Did you know a website having an image directory with name $MFT can crash your PC? This peculiar bug was reported by a Russian website Habrhabr.ru. The bug was first identified by Ars Technica, a website that publishes news and opinions on technology. According to the report released, this bug affects older PCs running on Windows Vista, Windows 7 or Windows 8. Windows 10 users need not worry as the bug does not affect the latest operating system.
How does this bug work?
Windows has several filenames in the system directory that are “special” as they do not refer to any file; they represent hardware devices. According to experts, the four characters “$MFT” refers to Master File Table in a Windows PC and the operating system expects to see this character string only in the special metadata file in your computer that is used by NTFS.
When the operating system finds the $MFT characters as a directory name in a website, the NTFS (file system) locks the files you are trying to access from the $MFT directory. According to researchers, the file that you are trying to access from the $MFT directory is locked forever.

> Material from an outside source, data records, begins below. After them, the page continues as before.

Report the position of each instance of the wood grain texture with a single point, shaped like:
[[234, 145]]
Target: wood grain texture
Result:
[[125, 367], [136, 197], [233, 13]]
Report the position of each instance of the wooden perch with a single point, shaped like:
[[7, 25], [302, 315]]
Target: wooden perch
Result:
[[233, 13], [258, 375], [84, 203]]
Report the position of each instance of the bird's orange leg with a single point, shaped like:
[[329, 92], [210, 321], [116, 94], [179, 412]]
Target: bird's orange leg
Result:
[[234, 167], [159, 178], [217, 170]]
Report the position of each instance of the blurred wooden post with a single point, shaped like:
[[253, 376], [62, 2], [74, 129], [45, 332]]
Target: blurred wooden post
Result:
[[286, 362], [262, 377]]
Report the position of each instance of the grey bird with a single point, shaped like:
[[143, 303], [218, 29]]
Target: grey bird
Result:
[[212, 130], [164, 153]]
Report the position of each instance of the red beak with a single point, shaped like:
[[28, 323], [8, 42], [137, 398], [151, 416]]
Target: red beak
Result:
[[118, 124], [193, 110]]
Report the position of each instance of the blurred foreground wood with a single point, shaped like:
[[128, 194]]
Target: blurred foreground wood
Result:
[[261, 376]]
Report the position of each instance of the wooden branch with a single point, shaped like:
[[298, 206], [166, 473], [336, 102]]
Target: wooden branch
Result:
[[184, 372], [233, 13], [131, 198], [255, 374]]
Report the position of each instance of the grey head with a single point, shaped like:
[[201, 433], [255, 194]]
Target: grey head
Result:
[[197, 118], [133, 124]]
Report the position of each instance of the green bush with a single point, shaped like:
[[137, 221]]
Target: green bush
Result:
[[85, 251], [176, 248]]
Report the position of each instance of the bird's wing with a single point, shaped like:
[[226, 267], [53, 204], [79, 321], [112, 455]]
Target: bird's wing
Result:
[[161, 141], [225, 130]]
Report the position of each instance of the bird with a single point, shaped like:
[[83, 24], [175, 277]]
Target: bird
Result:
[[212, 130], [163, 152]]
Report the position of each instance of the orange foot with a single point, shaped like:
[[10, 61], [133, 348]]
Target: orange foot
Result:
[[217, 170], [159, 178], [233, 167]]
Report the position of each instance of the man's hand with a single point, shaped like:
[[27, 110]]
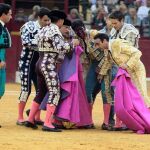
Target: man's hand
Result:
[[123, 66], [75, 42], [2, 64]]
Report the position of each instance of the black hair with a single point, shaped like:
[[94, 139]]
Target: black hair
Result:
[[117, 15], [101, 36], [4, 8], [67, 22], [56, 15], [77, 23], [43, 11]]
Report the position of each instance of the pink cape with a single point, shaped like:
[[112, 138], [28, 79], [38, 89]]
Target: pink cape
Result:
[[129, 104], [75, 107]]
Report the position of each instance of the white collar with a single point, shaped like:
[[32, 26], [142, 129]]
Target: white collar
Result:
[[37, 23], [2, 23]]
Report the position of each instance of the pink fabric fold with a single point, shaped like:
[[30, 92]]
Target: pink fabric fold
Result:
[[129, 104], [75, 107]]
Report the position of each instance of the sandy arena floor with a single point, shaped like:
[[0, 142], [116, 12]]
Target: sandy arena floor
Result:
[[13, 137]]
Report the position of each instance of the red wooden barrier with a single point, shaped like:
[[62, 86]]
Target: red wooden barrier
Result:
[[144, 45]]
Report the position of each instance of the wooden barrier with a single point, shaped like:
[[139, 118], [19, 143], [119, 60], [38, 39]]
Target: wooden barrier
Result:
[[13, 54], [144, 45]]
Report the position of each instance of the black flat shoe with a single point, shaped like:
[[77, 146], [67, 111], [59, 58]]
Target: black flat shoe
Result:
[[28, 112], [20, 123], [58, 126], [30, 125], [91, 126], [118, 129], [45, 128], [104, 126]]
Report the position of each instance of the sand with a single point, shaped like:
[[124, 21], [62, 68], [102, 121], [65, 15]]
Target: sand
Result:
[[13, 137]]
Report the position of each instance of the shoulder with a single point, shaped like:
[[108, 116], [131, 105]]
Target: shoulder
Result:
[[53, 30], [128, 28], [30, 26]]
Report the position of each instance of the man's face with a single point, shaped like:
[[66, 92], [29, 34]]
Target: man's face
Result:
[[65, 30], [7, 17], [60, 23], [99, 44], [44, 21], [81, 32], [132, 12], [116, 23]]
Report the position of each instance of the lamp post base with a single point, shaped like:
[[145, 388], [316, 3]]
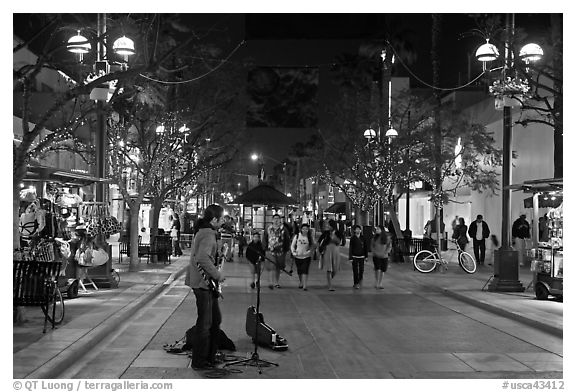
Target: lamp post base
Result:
[[506, 272]]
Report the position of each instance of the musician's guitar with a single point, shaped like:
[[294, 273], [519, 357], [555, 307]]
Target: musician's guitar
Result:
[[213, 285]]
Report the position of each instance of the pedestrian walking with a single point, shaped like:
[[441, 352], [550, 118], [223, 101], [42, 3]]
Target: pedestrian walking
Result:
[[479, 231], [255, 255], [520, 233], [277, 244], [357, 254], [175, 235], [329, 249], [202, 276], [241, 240], [227, 236], [460, 234], [302, 248], [381, 247]]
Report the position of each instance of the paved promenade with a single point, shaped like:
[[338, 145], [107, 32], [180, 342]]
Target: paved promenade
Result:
[[96, 314]]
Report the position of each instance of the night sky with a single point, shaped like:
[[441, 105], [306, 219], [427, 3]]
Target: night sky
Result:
[[316, 39]]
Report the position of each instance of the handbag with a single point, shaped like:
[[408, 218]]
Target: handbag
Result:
[[99, 257], [84, 257]]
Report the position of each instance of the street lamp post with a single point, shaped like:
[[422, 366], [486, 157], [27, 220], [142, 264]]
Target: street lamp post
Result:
[[506, 258], [122, 46], [260, 159]]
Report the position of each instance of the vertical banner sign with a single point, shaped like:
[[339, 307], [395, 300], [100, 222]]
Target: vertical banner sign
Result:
[[284, 97]]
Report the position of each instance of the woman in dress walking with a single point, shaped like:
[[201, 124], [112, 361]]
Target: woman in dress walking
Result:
[[302, 247], [329, 243]]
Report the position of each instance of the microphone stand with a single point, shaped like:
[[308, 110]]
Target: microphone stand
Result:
[[255, 360]]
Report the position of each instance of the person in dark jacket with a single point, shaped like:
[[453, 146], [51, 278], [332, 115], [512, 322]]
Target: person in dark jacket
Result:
[[479, 231], [520, 233], [175, 235], [460, 234], [357, 254], [277, 243], [202, 271], [255, 255]]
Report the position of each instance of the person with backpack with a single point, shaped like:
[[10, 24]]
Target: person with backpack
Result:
[[302, 248], [381, 247], [357, 254], [328, 247], [277, 243], [255, 254]]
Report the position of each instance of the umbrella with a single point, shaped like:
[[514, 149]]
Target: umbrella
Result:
[[28, 194], [68, 200], [337, 208], [266, 195]]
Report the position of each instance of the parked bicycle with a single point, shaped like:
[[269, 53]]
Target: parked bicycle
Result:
[[426, 261]]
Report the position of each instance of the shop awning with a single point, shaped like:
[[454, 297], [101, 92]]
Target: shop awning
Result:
[[337, 208], [549, 190], [533, 186], [64, 177]]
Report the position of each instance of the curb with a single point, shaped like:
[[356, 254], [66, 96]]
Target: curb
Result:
[[503, 312], [61, 362]]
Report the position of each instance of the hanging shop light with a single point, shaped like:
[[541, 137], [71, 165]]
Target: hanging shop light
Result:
[[369, 134], [79, 45], [391, 132], [531, 52]]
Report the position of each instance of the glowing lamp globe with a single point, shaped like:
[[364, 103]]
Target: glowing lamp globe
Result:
[[531, 52], [78, 44], [124, 46], [487, 52], [370, 134]]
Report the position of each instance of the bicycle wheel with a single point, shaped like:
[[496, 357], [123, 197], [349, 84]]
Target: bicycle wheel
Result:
[[55, 307], [425, 261], [115, 278], [467, 262]]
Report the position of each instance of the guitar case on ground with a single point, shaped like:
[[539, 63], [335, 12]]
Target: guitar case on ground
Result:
[[267, 336]]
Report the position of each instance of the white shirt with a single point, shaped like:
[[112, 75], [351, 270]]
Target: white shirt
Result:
[[479, 235], [301, 247]]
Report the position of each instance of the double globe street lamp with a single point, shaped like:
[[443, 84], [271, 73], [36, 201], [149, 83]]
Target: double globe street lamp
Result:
[[506, 258]]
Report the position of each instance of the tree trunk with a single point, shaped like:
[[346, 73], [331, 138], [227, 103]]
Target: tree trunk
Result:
[[436, 21], [154, 218], [134, 260], [15, 217], [556, 23]]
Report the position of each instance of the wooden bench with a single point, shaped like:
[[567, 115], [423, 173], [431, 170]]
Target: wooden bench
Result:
[[186, 239], [35, 284], [124, 248]]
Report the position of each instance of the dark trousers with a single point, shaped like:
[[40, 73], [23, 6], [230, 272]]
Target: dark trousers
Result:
[[358, 269], [176, 251], [479, 250], [302, 265], [207, 326]]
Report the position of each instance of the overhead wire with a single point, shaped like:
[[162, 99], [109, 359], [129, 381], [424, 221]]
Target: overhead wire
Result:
[[198, 77], [227, 59]]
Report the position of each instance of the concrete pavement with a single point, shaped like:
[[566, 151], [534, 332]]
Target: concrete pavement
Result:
[[92, 317]]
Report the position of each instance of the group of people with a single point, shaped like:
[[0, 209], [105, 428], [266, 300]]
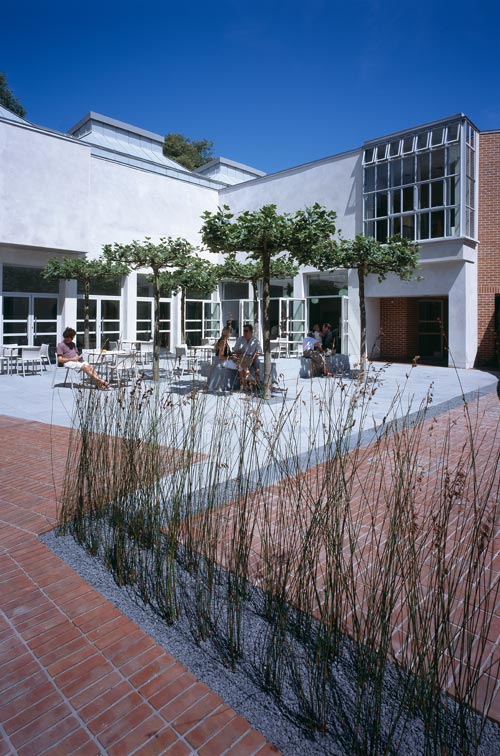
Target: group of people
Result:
[[237, 365], [316, 346]]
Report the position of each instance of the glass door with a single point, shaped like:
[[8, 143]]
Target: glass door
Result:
[[104, 326], [292, 323], [30, 319]]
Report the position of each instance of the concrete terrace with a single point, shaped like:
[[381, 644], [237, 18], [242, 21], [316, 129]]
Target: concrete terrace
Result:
[[77, 676]]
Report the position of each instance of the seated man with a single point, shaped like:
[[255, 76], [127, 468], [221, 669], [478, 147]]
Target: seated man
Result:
[[246, 353], [312, 349], [69, 357]]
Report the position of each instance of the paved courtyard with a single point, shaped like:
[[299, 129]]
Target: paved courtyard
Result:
[[77, 676]]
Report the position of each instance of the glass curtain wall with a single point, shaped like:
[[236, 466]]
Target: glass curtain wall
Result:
[[412, 184]]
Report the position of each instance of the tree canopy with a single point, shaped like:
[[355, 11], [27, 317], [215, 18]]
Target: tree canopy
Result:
[[188, 152], [266, 235], [167, 254], [7, 98], [368, 256]]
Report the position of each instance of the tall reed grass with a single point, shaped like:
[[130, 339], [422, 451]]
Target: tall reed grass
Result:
[[373, 568]]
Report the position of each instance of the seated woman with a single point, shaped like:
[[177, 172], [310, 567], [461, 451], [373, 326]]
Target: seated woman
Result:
[[69, 357], [247, 351], [221, 377]]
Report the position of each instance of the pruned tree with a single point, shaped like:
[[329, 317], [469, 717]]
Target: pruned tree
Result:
[[266, 235], [86, 272], [7, 98], [194, 273], [368, 256], [252, 271], [168, 254], [189, 153]]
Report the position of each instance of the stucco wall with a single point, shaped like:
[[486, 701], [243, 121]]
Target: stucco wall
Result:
[[128, 203], [44, 189], [334, 182]]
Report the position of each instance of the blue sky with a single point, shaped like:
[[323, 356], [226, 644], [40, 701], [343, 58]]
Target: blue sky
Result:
[[272, 83]]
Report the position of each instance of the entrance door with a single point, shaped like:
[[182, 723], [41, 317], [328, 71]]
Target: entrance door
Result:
[[431, 330], [292, 323], [30, 319]]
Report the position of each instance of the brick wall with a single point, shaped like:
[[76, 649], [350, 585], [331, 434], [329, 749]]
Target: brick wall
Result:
[[489, 244], [398, 329]]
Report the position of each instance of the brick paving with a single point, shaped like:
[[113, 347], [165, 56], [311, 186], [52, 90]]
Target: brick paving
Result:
[[76, 675]]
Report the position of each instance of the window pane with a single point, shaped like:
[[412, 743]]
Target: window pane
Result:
[[370, 206], [437, 163], [381, 204], [396, 173], [396, 225], [408, 170], [382, 176], [368, 156], [408, 144], [453, 159], [436, 137], [423, 167], [394, 149], [370, 228], [408, 198], [381, 231], [422, 140], [451, 222], [424, 226], [437, 224], [370, 179], [423, 196], [437, 193], [408, 231], [396, 201]]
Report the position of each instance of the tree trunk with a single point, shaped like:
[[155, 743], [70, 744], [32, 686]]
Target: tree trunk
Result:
[[183, 315], [362, 320], [255, 289], [266, 335], [86, 315], [156, 332]]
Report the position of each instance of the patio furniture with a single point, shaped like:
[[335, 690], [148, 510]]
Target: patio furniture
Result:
[[30, 356]]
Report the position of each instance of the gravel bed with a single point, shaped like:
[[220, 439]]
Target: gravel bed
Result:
[[240, 689]]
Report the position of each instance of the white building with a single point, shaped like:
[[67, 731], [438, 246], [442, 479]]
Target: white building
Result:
[[106, 181]]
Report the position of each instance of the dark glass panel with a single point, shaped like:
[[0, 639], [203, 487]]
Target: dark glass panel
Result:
[[381, 231], [437, 224], [453, 159], [424, 226], [382, 176], [396, 201], [370, 178], [423, 164], [408, 199], [370, 206], [437, 193], [395, 172], [437, 163], [382, 205], [408, 228], [396, 225], [408, 170], [423, 192], [422, 140]]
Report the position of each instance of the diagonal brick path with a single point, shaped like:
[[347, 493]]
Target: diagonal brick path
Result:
[[76, 675]]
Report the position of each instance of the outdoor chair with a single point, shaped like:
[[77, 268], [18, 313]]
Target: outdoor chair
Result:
[[30, 356], [44, 353], [122, 369]]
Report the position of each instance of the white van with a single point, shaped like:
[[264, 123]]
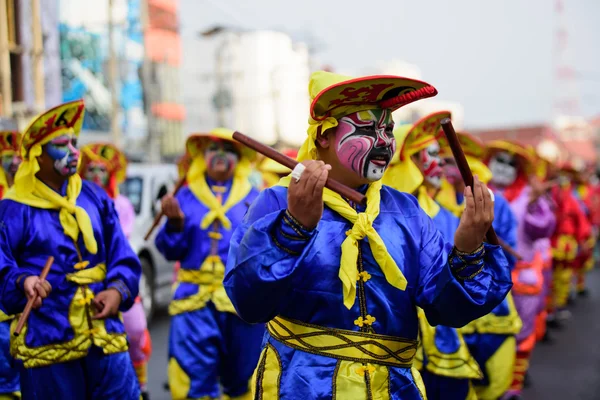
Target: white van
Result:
[[144, 186]]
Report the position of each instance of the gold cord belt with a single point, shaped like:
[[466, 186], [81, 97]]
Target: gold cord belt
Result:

When you try to create files or read a volume of files, NTFS attempts to capture the ERESOURCE $MFT file. When you try to access any other file on the website from the browser, the computer blocks access to local resources as it is waiting for the NTFS to release the locked file from the $MFT directory which never happens. This causes every program to hang which slows down the PC and causes the computer to hang or freeze. In some cases, the $MFT bug might also cause the BSOD (Blue Screen of Death) error.
Microsoft has been informed about this bug, but the company has not released any security patch to fix this vulnerability yet. Though it is not known whether it is possible to emulate the process remotely by sending IIS a remote request for the bad file name, you can stay safe by using a Chrome browser which blocks access to images with malformed pathnames.